The Grande 44 is Burro’s strongest autonomous robot yet, and the first one specifically designed for heavy industry. Source: Burro
Physical AI is making field robots more capable than ever. Burro has just introduced the Grande 44, a powerful new robot with 44 horsepower, a towing capacity of 6,000 pounds (2,721.5 kg), and the ability to work both indoors and outdoors. The company says this platform delivers proven autonomy to industrial tasks that standard warehouse robots simply can’t handle.
“Robots have mostly been limited to warehouses and factories,” said Charlie Andersen, co-founder and CEO of Burro. “Very few companies have managed to scale autonomous systems for outdoor use — in agriculture, construction, and now heavy industry — where trillions of dollars are spent on labor each year.”
“Every hour of operation, every mile, and every unpredictable condition we’ve faced in the field has made our platform smarter and more dependable,” he added. “The Grande 44 is the result of all that experience, now built specifically for the industrial world.”
Founded in 2017, Burro is a top provider of autonomous mobile robots (AMRs) designed for outdoor work. Based in Philadelphia, the company builds field robots that use AI and computer vision to carry out a wide range of tasks in tough, unpredictable real-world settings.
Burro exhibited at last month’s Robotics Summit & Expo and has deployed more than 750 robots, logging over 1 million hours of autonomous operation across the U.S., Australia, New Zealand, the U.K., Israel, and Latin America.
Burro takes autonomy outdoors
Burro says the Grande 44 represents a major step forward. The company is applying lessons learned from more than 200,000 miles (321,868 km) of real-world operation in agriculture, nurseries, and logistics to a system built for the harshest industrial environments, including intermodal and depot yards, airports, rail yards, automotive logistics, and large facility campuses.
Traditional AMRs and automated guided vehicles (AGVs) are designed for smooth warehouse floors and rely on magnetic tape, reflectors, and consistent lighting, according to Burro. The Grande 44, on the other hand, is built to move seamlessly from indoor facilities to outdoor yards. It can handle gravel, slopes, dust, mud, and changing weather conditions without any infrastructure changes or operational downtime.
Burro said its new platform supports a variety of industrial workflows:
- Industrial towing and transport: The Grande 44 works as a decentralized autonomous conveyor, hauling heavy loads straight to assembly lines or across facility campuses. Spreading tasks across a fleet keeps operations running smoothly even when individual units are recharging.
- Scouting and patrolling: Fitted with sensors and RFID readers, Grande 44 units can autonomously patrol large yards to track assets in real time, cutting fuel costs and reducing the need for manual audits.
- Autonomous payload carrying: The solid steel cargo tray supports up to 1,500 pounds (680.3 kg), making it ideal for transporting assets across facility campuses.
- Vegetation management: The Grande 44 is compatible with the Cortador autonomous mower and Sprayito selective spot sprayer attachments, making it suitable for sites that require large-scale grounds maintenance.
Submit your session idea for the 2026 RoboBusinessGrande 44 is built on real-world data
Burro explained that the Grande 44’s AI is trained on millions of environmental scenes captured every day.

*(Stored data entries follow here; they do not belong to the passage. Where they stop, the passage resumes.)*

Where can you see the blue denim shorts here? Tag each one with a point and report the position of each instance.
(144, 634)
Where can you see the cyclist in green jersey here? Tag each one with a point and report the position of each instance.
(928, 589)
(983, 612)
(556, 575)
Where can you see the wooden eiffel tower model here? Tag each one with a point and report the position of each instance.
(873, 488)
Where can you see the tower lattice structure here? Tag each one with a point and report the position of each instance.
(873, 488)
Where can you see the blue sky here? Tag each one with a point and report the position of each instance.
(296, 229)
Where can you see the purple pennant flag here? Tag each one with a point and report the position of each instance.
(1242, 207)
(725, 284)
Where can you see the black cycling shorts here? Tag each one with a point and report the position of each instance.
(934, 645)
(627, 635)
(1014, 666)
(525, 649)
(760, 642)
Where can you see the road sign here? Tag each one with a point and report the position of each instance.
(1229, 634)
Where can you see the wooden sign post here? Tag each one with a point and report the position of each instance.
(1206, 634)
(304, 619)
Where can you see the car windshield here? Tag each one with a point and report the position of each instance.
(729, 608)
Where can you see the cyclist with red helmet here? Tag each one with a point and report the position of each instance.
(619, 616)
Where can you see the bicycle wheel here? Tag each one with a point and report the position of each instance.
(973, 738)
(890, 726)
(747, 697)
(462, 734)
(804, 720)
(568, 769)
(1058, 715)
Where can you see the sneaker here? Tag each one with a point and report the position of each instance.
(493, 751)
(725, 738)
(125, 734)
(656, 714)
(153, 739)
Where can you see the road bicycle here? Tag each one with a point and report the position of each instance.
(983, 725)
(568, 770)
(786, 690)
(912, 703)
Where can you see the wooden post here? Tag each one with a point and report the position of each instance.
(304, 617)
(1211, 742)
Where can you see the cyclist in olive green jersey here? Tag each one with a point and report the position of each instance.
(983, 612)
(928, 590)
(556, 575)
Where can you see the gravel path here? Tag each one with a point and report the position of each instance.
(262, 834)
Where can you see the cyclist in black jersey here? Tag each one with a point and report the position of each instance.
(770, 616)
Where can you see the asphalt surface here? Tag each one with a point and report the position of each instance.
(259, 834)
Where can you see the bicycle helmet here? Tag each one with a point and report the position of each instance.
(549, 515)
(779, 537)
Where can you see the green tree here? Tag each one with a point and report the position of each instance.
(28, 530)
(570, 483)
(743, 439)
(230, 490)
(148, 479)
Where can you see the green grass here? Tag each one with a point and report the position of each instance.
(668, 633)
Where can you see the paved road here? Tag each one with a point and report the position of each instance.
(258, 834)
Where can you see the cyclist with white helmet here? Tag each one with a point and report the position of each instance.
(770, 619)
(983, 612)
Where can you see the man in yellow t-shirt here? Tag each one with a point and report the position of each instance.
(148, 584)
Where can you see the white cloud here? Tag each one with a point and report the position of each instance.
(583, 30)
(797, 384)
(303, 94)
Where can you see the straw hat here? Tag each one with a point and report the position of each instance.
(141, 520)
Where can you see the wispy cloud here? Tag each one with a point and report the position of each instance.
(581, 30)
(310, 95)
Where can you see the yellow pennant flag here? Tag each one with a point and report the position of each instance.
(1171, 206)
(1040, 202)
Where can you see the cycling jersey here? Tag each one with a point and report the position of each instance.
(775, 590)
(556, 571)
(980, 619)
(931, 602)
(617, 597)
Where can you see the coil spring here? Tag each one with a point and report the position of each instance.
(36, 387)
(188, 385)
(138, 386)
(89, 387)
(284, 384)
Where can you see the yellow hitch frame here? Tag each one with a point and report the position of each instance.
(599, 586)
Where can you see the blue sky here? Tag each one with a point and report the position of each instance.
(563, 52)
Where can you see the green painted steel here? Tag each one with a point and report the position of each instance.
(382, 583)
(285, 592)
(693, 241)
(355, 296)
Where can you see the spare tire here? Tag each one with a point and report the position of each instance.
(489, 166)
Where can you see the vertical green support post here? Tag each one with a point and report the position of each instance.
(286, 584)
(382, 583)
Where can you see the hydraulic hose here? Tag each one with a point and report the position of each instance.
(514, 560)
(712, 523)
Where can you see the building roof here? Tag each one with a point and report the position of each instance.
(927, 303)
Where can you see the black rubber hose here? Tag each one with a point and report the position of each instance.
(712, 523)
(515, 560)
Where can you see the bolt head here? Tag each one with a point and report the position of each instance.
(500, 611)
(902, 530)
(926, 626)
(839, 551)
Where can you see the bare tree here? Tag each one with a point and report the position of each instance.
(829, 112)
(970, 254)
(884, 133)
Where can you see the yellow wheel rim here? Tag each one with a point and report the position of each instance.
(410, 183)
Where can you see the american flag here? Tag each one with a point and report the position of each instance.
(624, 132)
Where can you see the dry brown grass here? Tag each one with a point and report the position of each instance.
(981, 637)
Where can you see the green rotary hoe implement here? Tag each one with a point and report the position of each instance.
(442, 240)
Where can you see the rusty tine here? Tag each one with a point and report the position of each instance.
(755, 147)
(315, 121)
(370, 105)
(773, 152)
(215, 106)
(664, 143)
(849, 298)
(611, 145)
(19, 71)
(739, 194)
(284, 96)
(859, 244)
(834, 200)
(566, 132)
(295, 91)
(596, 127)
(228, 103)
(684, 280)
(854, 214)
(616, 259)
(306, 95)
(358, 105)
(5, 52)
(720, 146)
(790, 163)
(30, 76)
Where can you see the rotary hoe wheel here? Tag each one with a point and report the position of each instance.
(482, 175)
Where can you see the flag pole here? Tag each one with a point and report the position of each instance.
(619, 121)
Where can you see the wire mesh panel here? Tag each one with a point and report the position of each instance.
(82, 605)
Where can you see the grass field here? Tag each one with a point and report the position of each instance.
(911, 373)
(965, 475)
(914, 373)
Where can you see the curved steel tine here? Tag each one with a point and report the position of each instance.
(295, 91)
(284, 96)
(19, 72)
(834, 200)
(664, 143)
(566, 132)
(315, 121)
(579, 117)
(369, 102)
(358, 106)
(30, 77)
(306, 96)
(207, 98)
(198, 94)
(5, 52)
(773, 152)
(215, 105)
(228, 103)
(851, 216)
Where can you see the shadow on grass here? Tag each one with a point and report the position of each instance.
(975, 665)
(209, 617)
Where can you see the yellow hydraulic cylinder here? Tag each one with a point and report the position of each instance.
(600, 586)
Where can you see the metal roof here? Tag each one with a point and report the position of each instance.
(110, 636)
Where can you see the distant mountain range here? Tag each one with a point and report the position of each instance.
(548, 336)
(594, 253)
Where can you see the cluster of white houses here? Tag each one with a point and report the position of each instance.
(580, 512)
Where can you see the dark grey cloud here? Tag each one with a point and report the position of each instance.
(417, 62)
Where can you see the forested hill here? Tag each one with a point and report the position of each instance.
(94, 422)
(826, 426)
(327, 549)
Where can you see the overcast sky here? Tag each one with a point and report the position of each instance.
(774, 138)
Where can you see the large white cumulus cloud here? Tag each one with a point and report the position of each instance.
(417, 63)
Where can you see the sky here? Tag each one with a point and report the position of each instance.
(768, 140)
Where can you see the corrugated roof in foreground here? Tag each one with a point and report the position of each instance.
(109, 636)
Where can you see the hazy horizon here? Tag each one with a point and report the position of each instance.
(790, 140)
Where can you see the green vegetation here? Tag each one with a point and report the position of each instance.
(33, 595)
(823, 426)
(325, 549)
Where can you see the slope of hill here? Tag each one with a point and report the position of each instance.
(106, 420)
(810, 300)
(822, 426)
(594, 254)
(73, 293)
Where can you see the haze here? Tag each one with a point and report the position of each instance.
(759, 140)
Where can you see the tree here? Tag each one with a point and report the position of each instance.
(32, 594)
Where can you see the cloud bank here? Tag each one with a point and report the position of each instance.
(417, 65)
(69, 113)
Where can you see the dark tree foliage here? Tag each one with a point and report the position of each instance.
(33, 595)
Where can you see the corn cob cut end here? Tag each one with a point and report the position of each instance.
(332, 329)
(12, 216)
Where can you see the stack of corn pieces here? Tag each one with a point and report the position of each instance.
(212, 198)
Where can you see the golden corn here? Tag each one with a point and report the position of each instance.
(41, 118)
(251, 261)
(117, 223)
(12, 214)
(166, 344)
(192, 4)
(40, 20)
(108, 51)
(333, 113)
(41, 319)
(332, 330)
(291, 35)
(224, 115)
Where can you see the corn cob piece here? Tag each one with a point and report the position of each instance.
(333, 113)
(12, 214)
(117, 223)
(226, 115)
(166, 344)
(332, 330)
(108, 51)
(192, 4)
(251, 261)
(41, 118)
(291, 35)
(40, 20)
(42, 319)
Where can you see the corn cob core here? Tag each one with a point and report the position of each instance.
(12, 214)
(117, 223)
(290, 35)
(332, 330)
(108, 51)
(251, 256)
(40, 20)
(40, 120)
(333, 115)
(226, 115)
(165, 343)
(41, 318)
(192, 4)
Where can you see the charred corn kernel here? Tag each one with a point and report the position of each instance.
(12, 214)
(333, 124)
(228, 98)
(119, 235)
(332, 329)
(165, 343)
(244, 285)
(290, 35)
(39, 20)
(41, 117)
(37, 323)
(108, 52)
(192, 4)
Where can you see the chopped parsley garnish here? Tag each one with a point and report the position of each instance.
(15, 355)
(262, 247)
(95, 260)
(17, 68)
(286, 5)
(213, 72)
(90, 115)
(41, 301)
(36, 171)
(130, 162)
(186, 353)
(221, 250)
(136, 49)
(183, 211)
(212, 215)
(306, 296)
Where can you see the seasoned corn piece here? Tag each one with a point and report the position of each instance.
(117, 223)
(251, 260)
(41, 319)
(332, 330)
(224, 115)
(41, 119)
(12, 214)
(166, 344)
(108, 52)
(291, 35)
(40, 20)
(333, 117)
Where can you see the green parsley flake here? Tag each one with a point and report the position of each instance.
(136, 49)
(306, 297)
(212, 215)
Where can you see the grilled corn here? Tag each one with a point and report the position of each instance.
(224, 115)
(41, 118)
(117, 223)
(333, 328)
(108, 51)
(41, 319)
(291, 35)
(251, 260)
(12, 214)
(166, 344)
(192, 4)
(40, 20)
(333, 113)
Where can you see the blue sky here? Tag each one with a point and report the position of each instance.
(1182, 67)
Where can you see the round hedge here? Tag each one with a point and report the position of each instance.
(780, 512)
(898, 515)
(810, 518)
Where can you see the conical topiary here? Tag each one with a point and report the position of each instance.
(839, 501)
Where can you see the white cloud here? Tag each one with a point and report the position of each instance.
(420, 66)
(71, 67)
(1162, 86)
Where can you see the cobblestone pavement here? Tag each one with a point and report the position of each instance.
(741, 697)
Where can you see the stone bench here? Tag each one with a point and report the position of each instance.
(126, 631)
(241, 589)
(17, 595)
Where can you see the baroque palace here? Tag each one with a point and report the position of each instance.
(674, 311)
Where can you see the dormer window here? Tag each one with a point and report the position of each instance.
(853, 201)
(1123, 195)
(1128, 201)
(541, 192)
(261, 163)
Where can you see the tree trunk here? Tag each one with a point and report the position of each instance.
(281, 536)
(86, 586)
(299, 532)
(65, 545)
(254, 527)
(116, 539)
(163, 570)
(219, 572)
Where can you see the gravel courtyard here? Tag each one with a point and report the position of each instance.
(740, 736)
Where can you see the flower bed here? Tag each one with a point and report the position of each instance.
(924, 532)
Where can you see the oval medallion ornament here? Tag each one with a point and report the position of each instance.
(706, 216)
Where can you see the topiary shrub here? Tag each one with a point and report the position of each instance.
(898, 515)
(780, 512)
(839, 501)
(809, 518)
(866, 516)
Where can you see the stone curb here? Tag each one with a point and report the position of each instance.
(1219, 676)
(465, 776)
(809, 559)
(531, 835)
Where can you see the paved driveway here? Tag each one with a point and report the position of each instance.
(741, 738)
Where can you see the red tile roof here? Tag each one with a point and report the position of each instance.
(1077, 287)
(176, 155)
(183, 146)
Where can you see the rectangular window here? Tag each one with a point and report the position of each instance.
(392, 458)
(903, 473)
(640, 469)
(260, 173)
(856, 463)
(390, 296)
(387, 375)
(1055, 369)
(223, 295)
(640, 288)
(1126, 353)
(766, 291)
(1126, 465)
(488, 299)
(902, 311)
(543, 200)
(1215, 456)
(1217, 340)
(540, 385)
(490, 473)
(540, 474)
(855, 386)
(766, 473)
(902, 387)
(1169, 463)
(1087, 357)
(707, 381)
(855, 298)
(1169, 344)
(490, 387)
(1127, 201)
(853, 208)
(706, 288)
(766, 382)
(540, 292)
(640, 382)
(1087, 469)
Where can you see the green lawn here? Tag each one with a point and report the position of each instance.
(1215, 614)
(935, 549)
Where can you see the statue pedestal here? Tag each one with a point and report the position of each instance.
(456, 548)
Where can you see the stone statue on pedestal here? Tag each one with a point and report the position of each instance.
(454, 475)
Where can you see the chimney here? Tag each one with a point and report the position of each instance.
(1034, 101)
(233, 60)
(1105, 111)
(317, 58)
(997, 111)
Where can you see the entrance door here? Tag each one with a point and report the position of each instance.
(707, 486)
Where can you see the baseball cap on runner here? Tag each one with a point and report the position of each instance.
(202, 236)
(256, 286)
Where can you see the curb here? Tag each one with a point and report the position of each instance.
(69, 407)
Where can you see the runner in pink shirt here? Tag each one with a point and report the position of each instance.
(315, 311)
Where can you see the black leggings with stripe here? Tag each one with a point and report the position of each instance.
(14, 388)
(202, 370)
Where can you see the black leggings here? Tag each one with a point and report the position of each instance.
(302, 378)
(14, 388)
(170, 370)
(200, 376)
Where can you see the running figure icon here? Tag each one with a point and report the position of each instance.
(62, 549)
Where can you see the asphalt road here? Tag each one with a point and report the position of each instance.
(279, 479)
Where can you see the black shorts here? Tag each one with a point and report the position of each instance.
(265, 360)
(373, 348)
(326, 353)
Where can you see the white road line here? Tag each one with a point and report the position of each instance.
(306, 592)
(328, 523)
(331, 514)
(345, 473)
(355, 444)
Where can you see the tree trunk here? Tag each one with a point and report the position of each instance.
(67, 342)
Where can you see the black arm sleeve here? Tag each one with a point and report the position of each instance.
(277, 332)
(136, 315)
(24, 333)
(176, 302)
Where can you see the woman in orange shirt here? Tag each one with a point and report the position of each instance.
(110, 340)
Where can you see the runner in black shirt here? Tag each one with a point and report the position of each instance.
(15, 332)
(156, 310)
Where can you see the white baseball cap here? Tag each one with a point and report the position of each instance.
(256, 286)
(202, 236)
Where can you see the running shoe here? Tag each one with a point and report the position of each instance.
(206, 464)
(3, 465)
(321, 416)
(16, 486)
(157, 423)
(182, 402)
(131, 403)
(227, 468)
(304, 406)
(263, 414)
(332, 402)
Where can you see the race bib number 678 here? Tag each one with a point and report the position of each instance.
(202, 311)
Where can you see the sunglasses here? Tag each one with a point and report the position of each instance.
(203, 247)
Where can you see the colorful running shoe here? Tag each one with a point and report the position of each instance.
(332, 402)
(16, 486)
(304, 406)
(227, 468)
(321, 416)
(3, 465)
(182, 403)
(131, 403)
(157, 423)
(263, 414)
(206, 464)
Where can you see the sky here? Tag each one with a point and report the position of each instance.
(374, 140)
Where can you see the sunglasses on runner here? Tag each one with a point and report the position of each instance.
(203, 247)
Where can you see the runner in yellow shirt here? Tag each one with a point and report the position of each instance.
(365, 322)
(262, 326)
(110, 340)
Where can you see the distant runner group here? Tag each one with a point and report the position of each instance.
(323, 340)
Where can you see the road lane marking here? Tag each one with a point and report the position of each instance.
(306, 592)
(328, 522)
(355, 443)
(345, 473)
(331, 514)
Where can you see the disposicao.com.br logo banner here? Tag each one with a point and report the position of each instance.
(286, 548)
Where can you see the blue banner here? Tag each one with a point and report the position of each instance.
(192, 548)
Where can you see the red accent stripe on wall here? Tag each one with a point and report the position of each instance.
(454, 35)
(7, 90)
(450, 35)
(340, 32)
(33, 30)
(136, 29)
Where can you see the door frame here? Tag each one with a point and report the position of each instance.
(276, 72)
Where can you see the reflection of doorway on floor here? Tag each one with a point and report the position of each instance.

The company uses images of people, terrain, weather, obstacles, and lighting to build a proprietary dataset that drives continuous improvement across its entire fleet.
That real-world experience carries over directly to industrial deployments, according to Burro. The same platform that has operated through tropical storms in Florida, freezing winters in the Northeast, and scorching Texas summers is now purpose-built for the gravel yards, loading docks, and heavy-traffic areas of industrial operations.
Like Burro’s other systems, the Grande 44 is designed to work alongside people. “Rather than replacing workers, it takes on the repetitive, physically demanding transport tasks that slow down operations and overburden understaffed crews, freeing skilled workers to focus on higher-value work,” the company said.
“The only way labor-intensive industries will remain viable long-term in the U.S. is by boosting productivity per employee with automation, AI, and other technologies,” Andersen said. “We’ve proven the platform can handle anything the outdoor world throws at it. The Grande 44 shows that the same technology can now meet the demands of the industrial world.”
Burro to showcase Grande 44 at Automate 2026
The Grande 44 will be on display at Booth 25064 at Automate in Chicago next week. Burro said its automation engineers will be on hand to discuss specific operational challenges and workflows.
The company will also run live demonstrations in Booth 24040 in the Automate AMR Demo Area, giving attendees a firsthand look at how the platform handles real-world indoor and outdoor conditions.
Attendees who want to see how the Grande 44 would perform in their own facility can book an on-site demo. The Grande 44 is available for pre-order now, with the first units expected to ship in the second half of this year.